Pirfenidone has been widely used in the treatment of idiopathic pulmonary fibrosis (IPF). However, the role of pirfenidone in LPS-induced acute lung injury (ALI) remains unclear. This study aims to investigate the protective effects of pirfenidone in ALI and to explore its underlying mechanism. Pirfenidone clearly reduces LPS-triggered ALI as indicated by significant pathological alterations, reduced oxidative stress and inflammatory responses in vivo. Furthermore, pirfenidone also blocks apoptosis of LPS-induced alveolar epithelial type II (ATII) cells through inhibition of endoplasmic reticulum (ER) stress and mitochondrial injury in vivo and in vitro. A lower expression level of BAP31, an ER transmembrane protein, was found to be associated with ALI followed LPS challenge.
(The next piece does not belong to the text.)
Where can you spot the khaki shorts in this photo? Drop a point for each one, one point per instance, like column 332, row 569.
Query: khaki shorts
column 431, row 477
The reintroduction of BAP31 blunted LPS induced ER stress and mitochondrial damage and therefore alleviated ATII cell apoptosis, which correlated with pirfenidone treatment. Knockdown of BAP31 expression in pirfenidone treated ATII cells re-activated ER stress, mitochondrial damage and followed cellular apoptosis. In summary, this study confirms the beneficial effect of pirfenidone on ER stress and mitochondrial dysfunction mediated apoptosis via upregulation of BAP31. Our results demonstrated that pirfenidone may be considered as a potential agent for the treatment of ALI in the future.
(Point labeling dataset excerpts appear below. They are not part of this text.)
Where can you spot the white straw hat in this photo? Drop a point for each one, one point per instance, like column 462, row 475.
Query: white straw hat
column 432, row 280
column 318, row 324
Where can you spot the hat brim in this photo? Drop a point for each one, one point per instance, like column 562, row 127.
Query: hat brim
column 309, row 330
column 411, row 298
吡非尼酮已广泛用于治疗特发性肺纤维化（IPF）。然而，吡非尼酮在 LPS 诱导的急性肺损伤 (ALI) 中的作用仍不清楚。本研究旨在探讨吡非尼酮对 ALI 的保护作用并探讨其潜在机制。吡非尼酮明显降低了 LPS 触发的 ALI，如显着的病理改变、减少的体内氧化应激和炎症反应所示。此外，吡非尼酮还通过在体内和体外抑制内质网 (ER) 应激和线粒体损伤来阻断 LPS 诱导的肺泡上皮 II 型 (ATII) 细胞的凋亡. 发现 BAP31（一种 ER 跨膜蛋白）的较低表达水平与 LPS 攻击后的 ALI 相关。BAP31 的重新引入减弱了 LPS 诱导的内质网应激和线粒体损伤，因此减轻了与吡非尼酮治疗相关的 ATII 细胞凋亡。抑制吡非尼酮处理的 ATII 细胞中 BAP31 的表达重新激活了内质网应激、线粒体损伤和细胞凋亡。总之，本研究证实了吡非尼酮通过 BAP31 上调对 ER 应激和线粒体功能障碍介导的细胞凋亡的有益作用。我们的结果表明，吡非尼酮可能被认为是未来治疗 ALI 的潜在药物。